We find that the distribution of \(t^{*}\), the career age at which each pair publishes its highest-impact paper, obtained from our data cannot be distinguished from the distribution obtained from its randomly shuffled version (Fig. 2). In addition, the relative position of the highest-impact paper \(N^{*}/N\) yields a uniform distribution \(P(N^{*}/N)\) as shown in the inset of Fig. 2. Therefore, the random-impact rule applies to both individual and collaborative careers across disciplines [Fig. S3 and Fig. S6 in the Additional file 1]. These results imply that the shared experience between two scientists does not systematically boost their chances of collaborative success.

Figure 2
figure 2

Impact patterns in collaborative careers. (A) The distribution of the timing of the highest-impact paper \(P(t^{*})\) for collaborative careers (circles) and their shuffled versions (crosses). The trend is almost identical after the shuffling. The inset shows the cumulative distribution of the relative position \(P(\leq N^{*}/N)\), indicating that the highest-impact paper is distributed randomly in a collaborative career. Thus, the decay in \(P(t^{*})\) can be explained by the declining productivity over time. (B) \(\langle \log{ (\tilde{c}_{10} )} \rangle \) as a function of N. Each point in the scatter plot corresponds to a pair of scientists, and the gray circles represent the log-binned mean of the data. The prediction of the Q-model (orange) agrees well with the data, in contrast to the R-model (blue). (C) The collapse of the cumulative distributions \(P(\geq \tilde{c}_{10}/Q)\). Each gray curve corresponds to a pair, and the black curve represents the universal distribution \(P(p)\)

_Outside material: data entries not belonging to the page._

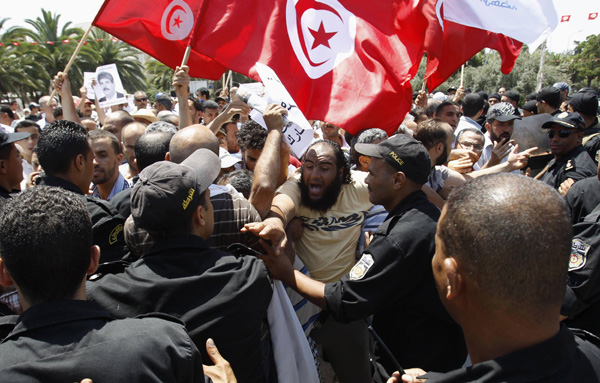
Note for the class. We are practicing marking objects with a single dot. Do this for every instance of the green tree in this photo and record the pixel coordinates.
(102, 49)
(50, 52)
(586, 62)
(17, 71)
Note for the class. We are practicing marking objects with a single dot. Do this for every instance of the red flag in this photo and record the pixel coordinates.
(161, 28)
(447, 50)
(347, 64)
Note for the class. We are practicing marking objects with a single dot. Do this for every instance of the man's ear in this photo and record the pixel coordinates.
(454, 286)
(5, 278)
(94, 260)
(79, 162)
(398, 180)
(364, 161)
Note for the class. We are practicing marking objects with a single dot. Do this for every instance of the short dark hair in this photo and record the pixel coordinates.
(366, 136)
(252, 136)
(518, 260)
(45, 242)
(431, 132)
(204, 92)
(210, 104)
(59, 144)
(114, 141)
(27, 124)
(340, 159)
(472, 104)
(106, 75)
(57, 112)
(151, 148)
(240, 179)
(197, 104)
(471, 130)
(441, 107)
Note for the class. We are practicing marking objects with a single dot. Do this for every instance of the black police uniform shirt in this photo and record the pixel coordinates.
(216, 294)
(582, 297)
(577, 165)
(569, 356)
(66, 341)
(582, 198)
(394, 281)
(591, 140)
(107, 223)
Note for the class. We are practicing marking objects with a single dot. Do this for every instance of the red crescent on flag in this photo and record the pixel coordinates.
(303, 6)
(175, 8)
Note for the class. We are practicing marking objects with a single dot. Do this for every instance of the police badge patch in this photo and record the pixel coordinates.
(360, 269)
(579, 251)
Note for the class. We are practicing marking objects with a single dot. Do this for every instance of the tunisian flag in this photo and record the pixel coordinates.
(456, 44)
(161, 28)
(346, 62)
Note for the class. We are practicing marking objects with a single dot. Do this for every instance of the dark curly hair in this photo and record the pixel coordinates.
(251, 136)
(340, 158)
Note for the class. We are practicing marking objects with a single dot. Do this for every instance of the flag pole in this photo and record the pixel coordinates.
(186, 55)
(71, 60)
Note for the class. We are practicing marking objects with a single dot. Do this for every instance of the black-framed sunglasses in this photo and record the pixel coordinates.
(561, 133)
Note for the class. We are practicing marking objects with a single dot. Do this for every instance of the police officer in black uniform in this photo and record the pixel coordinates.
(216, 294)
(571, 160)
(68, 162)
(393, 279)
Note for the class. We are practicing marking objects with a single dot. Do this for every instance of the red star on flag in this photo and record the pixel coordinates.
(177, 21)
(321, 37)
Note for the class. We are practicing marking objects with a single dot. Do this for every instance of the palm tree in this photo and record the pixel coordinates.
(161, 76)
(50, 52)
(103, 49)
(17, 70)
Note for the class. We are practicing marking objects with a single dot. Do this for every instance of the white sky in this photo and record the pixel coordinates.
(84, 11)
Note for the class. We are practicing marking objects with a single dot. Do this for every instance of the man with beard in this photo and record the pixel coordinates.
(108, 155)
(393, 278)
(499, 127)
(332, 203)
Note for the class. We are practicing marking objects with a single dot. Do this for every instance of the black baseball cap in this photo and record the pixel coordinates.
(9, 138)
(166, 195)
(566, 119)
(403, 153)
(549, 94)
(502, 111)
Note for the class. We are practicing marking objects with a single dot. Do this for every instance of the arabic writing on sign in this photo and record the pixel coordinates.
(497, 3)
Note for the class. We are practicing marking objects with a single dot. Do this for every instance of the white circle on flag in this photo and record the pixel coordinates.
(177, 21)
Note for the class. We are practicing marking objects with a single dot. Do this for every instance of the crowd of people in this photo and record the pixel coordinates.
(462, 244)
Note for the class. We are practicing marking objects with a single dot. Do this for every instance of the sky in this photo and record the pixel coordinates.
(84, 11)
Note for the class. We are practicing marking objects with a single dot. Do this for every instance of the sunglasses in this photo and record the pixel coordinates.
(560, 133)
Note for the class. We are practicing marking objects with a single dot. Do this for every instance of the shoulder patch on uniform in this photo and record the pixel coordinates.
(579, 251)
(570, 165)
(360, 269)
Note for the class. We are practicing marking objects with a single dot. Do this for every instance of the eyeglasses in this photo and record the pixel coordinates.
(469, 145)
(561, 133)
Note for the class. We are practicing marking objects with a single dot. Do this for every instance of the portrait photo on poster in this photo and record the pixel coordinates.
(109, 88)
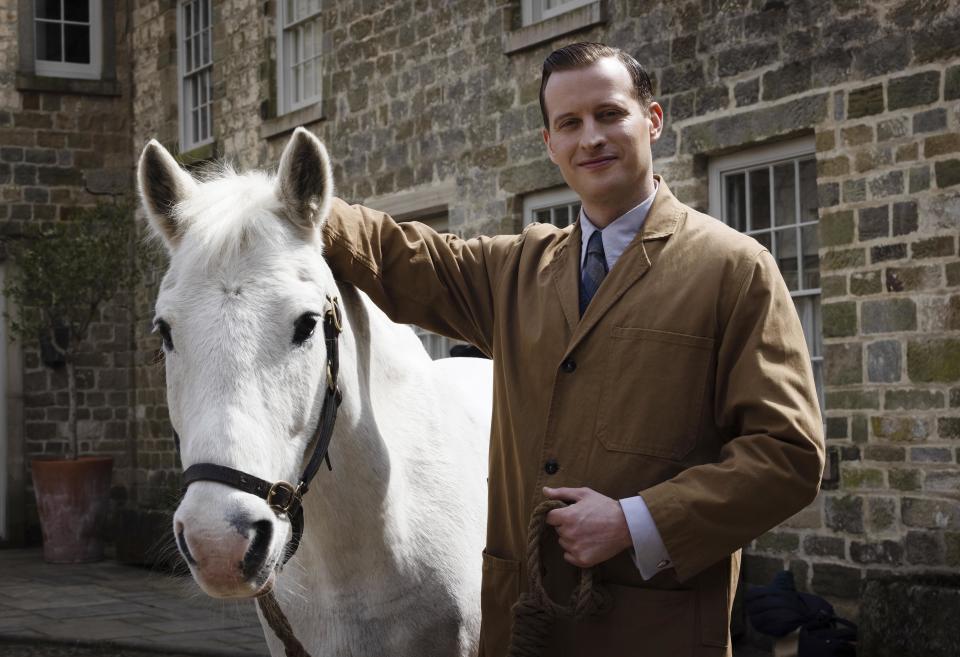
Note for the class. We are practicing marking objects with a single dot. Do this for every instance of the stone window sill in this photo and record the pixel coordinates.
(32, 82)
(544, 31)
(288, 122)
(198, 155)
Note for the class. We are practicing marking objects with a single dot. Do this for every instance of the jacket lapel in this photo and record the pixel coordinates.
(661, 222)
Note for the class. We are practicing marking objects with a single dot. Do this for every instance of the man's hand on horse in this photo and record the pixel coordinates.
(592, 528)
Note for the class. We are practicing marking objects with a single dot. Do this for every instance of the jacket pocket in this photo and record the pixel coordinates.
(654, 391)
(498, 592)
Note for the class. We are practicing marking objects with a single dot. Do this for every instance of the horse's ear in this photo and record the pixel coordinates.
(163, 184)
(305, 181)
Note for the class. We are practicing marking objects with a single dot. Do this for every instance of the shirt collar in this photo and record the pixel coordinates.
(619, 233)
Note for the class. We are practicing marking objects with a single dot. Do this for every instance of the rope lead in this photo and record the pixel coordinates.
(535, 613)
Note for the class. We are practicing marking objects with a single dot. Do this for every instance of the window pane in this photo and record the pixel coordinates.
(48, 9)
(786, 255)
(784, 194)
(808, 190)
(77, 10)
(811, 258)
(734, 192)
(77, 38)
(48, 42)
(759, 199)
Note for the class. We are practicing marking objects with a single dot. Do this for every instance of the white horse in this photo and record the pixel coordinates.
(390, 560)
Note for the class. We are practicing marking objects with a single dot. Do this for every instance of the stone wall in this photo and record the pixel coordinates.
(421, 94)
(63, 147)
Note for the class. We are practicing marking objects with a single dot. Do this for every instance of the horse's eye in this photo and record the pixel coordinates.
(161, 327)
(303, 328)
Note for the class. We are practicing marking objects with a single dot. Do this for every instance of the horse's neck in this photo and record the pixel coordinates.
(353, 519)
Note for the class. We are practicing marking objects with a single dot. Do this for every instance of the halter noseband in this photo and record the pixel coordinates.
(284, 498)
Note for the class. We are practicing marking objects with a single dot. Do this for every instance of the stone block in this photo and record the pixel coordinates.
(836, 228)
(824, 546)
(888, 316)
(935, 247)
(856, 477)
(854, 191)
(843, 364)
(832, 167)
(837, 428)
(904, 479)
(835, 580)
(930, 121)
(927, 513)
(747, 92)
(792, 78)
(909, 616)
(901, 279)
(941, 144)
(839, 319)
(853, 399)
(888, 184)
(884, 453)
(919, 179)
(949, 427)
(951, 83)
(754, 126)
(905, 218)
(873, 222)
(865, 101)
(844, 513)
(912, 90)
(931, 455)
(889, 553)
(947, 172)
(857, 135)
(888, 252)
(908, 399)
(900, 429)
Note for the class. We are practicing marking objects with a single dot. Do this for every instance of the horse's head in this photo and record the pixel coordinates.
(240, 312)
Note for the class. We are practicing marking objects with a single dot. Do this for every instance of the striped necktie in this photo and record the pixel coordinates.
(594, 270)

Since the random-impact rule suggests that scientific careers are governed by stochastic processes, the simplest scenario could be that the impact of every paper is randomly chosen from a global distribution, known as the R-model [11]. However, this model cannot explain the observed increase in the highest impact of a pair \(\tilde{c}_{10}^{*}\) as a function of the number of publications N (orange line in Fig. 22B). Instead, we find that the impact distributions of pairs differ, which can be described by the Q-model [11]. According to the Q-model, the impact of a paper α published by a duo \(\{i,j\}\) is determined by the multiplicative process as follows:

$$ \tilde{c}_{10, \{i,j\}\alpha} = Q_{\{i,j\}} p_{\alpha}, $$
(1)

where \(Q_{\{i,j\}}\) is the pair’s own ability, and \(p_{\alpha}\) is a stochastic variable interpreted as luck. We estimate the values of Q and p by using a maximum-likelihood approach to calculate \(\log{\tilde{c}_{10}^{*}}\) as a function of N (see section S2.1 in the SI). Our results show that the Q-model explains the data in Fig. 2(B). Moreover, p is nearly independent of Q and N (table S2 in the SI), suggesting that luck is universal and scientist-independent. In this regard, the distributions of the scientific impacts in each career normalized by its ability \(P(\tilde{c}_{10}/Q)\) collapse into a single curve \(P(p)\). This finding is consistent across disciplines (Fig. S7 and Fig. S8 in the SI) as well as individual careers (Fig. S4 and Fig. S5 in the SI). Thus, the Q-model, originally designed to understand the evolution of individual success, also can be applied to success in pairwise scientific collaboration.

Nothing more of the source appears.